# Assignment Overview

Links to the notes discussed in the video
* [Model Selection Overview](./ModelSelect.pdf)
* [Model Types](./ModelType.pdf)
* [Model Decision Factors](./ModelDecisionFactors.pdf)
* [Generalization Techiques](./Generalization.pdf)

The assignment consists of two parts requiring you to select appropriate models with associated code/text.

1. Determine challenge and relevant model for two distinct situations (fill out this notebook). 
1. Address the data code needed and the model for [car factors](./CarFactors/carfactors.ipynb) contained in the subdirectory, CarFactors.

* ***Check the rubric in Canvas*** to make sure you understand the requirements and the assocated weights grading

# Part 1: Speed Dating Model Selection

You are to explore the data set on speed dating and construct two models that provide some insight such as grouping or predictions.  The models must come from different model areas such as listed as categories in the [ModelTypes](./ModelTypes.pdf) document.  You must justify your answer considering the data and the prediction value.

The data is contained in [SpeedDatingData.csv](SpeedDatingData.csv).  The values are detailed in [SpeedDatingKey.md](./SpeedDatingKey.md).  The directory also contains the original key document - SpeedDatingDataKey.docx but jupyter lab is unable to render it.  You are free to render it outside of jupyter lab if something didn't translater clearly.  The open source tool [pandoc](https://pandoc.org/installing.html) was used to perform the translation.  It is useful for almost any translation and works in all major operating systems

# Model 1

## Outline the challenge 

The challenge illustrated here is to take data based on speed dating statisitics, and use that data in order to predict compatibility between two partners.
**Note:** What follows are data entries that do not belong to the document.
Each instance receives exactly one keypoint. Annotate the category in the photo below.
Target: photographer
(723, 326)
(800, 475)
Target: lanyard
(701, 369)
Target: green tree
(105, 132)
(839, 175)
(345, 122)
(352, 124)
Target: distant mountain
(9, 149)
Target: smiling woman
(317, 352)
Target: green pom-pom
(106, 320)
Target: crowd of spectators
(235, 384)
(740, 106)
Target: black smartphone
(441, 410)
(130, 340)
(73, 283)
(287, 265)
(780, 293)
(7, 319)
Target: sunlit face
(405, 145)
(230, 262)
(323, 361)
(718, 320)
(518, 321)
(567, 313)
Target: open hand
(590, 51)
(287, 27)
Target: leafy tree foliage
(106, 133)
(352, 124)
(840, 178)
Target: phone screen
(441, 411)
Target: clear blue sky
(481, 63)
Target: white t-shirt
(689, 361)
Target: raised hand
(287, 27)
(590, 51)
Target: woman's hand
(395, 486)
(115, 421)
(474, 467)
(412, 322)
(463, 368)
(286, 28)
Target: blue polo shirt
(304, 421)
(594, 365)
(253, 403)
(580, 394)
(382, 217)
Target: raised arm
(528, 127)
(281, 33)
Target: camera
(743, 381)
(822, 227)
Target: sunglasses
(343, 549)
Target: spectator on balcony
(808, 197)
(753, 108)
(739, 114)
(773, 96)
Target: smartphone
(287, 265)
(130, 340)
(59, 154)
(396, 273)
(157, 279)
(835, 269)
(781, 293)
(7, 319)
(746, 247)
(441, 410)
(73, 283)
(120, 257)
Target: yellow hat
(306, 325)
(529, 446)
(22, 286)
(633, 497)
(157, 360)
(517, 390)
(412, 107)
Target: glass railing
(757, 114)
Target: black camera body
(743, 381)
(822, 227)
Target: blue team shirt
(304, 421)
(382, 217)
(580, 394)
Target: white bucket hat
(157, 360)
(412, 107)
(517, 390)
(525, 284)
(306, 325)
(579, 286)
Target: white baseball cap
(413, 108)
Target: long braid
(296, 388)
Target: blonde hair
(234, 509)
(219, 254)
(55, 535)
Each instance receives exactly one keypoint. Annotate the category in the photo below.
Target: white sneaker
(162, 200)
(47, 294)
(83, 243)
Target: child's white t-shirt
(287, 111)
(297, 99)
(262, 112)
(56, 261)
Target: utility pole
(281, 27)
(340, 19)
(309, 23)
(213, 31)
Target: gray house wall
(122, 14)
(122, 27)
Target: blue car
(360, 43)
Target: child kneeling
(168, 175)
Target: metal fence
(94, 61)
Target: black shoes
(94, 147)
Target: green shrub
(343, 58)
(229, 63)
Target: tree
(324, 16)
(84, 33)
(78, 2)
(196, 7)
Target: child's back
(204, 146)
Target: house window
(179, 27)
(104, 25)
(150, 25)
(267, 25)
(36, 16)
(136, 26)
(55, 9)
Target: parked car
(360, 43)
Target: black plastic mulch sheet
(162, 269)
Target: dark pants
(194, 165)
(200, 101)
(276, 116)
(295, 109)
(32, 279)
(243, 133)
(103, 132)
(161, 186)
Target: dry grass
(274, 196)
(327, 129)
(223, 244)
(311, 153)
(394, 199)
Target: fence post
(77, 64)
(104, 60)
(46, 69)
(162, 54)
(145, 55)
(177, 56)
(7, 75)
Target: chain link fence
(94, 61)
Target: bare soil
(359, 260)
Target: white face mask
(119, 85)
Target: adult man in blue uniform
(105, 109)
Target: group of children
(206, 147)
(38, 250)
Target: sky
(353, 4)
There are many ways to approach this problem, but for this case, it seems that a decision process based on given factors would be a good investigation to see correlations between decisions. So the problem being addressed in this first model would be based on decisions on personality types and career fields. Along the lines of thinking such as "I would only date someone if they worked in the service industry" that leads to thinking more categorically on if a specific partner would be receptive to them, and vise versa. Meaning this approach to the challenge would follow a decision tree path to see the likelihood of a successful date. 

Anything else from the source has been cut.